Dubai offered Alessandro Sartori a landscape demanding a singular form of attention. Inside the Opera House, reimagined as Villa Zegna, the Spring/Summer 2026 collection breathed in measured proximity to the heat, the air, and the desert sand. The setting dictated the rhythm of the cloth, framing a wardrobe calibrated for the honesty of exposure and the grace of movement. 

Sartori’s narrative began with fabric intelligence. There is a profound ethics in the way these materials behave. Linen, poplin, and silk suits appeared as though washed into softened stripes, their surfaces already yielding to the body’s heat. Silk tailoring reached a ghostly lightness, suits weighing a mere three hundred grams, articulating a value system where portability becomes a spiritual asset. The construction remained precise, achieving an ease born of balance and structural harmony. 

Leather entered this sanctuary in a transformed register. Washed and softened until it reached absolute pliancy, it moved as a mirror to the body, a second skin responsive to the smallest gesture. Knit leathers, sanded hemp twills, and rustic hand-spun silks expanded a tactile vocabulary grounded in material behaviour and the truth of the surface. This is the Zegna strength: innovation expressed through stillness. 

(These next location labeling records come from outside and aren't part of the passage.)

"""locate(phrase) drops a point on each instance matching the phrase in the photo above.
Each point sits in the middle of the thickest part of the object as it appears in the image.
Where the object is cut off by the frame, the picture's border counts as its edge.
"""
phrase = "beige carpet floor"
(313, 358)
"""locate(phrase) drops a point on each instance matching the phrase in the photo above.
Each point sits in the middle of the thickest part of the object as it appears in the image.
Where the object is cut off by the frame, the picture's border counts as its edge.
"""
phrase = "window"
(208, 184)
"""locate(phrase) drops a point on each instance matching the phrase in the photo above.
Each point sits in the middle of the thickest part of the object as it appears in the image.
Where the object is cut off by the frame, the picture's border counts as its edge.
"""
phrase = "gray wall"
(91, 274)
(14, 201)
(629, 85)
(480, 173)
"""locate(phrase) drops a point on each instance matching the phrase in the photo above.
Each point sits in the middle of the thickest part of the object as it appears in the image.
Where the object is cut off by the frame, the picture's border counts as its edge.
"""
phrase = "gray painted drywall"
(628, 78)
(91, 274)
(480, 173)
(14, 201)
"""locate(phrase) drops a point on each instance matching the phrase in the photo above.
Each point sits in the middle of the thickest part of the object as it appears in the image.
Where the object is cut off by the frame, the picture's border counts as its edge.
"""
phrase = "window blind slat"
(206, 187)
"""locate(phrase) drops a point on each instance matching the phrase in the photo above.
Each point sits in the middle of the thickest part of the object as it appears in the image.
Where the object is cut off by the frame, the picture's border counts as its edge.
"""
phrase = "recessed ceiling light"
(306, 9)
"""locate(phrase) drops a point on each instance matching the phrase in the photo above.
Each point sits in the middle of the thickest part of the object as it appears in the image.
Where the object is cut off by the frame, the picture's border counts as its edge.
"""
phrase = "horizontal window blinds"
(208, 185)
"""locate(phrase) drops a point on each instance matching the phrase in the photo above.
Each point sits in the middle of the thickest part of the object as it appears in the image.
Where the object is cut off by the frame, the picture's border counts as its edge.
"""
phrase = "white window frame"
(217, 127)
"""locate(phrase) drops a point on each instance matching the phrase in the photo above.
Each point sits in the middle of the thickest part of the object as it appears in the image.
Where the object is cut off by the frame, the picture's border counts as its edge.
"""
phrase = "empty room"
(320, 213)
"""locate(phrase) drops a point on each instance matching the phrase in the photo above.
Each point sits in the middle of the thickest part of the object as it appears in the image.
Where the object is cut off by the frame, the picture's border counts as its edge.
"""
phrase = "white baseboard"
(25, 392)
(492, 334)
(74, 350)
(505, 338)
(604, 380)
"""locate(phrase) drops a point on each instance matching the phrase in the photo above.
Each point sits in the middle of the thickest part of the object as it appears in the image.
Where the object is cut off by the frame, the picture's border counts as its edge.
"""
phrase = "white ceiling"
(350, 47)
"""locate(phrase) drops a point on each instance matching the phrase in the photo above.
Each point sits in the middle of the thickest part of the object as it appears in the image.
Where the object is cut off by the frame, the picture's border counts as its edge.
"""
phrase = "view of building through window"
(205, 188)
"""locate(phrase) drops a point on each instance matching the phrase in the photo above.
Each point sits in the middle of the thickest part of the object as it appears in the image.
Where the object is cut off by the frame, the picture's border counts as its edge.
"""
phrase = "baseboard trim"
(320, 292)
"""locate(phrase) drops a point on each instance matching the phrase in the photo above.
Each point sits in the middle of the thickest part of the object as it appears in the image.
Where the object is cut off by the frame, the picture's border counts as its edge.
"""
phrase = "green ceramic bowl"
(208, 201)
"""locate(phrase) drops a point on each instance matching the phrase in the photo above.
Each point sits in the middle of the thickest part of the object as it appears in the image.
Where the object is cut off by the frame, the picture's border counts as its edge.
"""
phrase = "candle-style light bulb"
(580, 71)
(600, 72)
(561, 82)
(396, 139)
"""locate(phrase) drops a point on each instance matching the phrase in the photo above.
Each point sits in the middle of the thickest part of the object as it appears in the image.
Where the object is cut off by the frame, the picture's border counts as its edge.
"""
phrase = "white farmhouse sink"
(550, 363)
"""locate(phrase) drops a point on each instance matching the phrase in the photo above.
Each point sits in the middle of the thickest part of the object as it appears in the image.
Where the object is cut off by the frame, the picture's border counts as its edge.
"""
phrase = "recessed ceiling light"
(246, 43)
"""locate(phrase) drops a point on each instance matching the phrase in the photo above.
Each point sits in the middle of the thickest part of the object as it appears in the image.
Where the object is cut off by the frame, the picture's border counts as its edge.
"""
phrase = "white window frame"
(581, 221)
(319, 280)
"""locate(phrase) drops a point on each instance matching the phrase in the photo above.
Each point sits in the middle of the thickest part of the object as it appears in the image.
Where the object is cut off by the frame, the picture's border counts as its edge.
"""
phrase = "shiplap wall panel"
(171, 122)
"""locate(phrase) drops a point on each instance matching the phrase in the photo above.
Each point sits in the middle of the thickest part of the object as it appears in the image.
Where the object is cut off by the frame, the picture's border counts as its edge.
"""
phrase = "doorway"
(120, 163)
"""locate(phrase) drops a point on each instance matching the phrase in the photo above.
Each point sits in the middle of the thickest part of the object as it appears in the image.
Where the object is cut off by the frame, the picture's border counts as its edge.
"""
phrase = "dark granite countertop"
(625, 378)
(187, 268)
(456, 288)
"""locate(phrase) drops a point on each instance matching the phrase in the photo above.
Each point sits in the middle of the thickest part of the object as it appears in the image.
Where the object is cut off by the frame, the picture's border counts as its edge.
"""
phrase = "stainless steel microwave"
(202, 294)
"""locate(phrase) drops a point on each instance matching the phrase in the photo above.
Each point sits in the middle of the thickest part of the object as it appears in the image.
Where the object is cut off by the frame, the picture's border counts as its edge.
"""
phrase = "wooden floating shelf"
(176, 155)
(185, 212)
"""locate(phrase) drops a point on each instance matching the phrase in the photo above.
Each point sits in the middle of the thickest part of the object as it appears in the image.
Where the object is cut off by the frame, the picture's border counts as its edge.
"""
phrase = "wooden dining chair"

The palette remained faithful to the house’s Italian nomenclature, a mineral base warmed by the earth. Bianco Oasi, mastice, and burro di montagna established a quiet foundation, while deeper tones of fumo and barolo anchored the collection, providing a necessary weight to garments designed for weightlessness. Greens and cognacs appeared as tonal pulses, shaped by their own saturation. 

The silhouettes expressed a generosity held in check by control. Jackets adopted the unhurried weight of shirts; double-layered Nehru collars introduced a vertical structure that felt like a quiet correction of the posture. Deconstructed blazers fastened low, and tailored shorts paired with summer coats responded directly to the climate. The Il Conte jacket returned with boxier proportions, aligned with fluid trousers that seemed to ignore gravity altogether. 

Accessories, soft moccasins folding around the foot, and capacious bags. reinforced this logic of mobility. Each element supported Sartori’s exploration of a life built through repetition and material refinement. 

The collection felt like an evolution shaped by craft and climate. It was the evidence of use, the evidence of environment, and the beauty of a wardrobe that had finally learned how to breathe.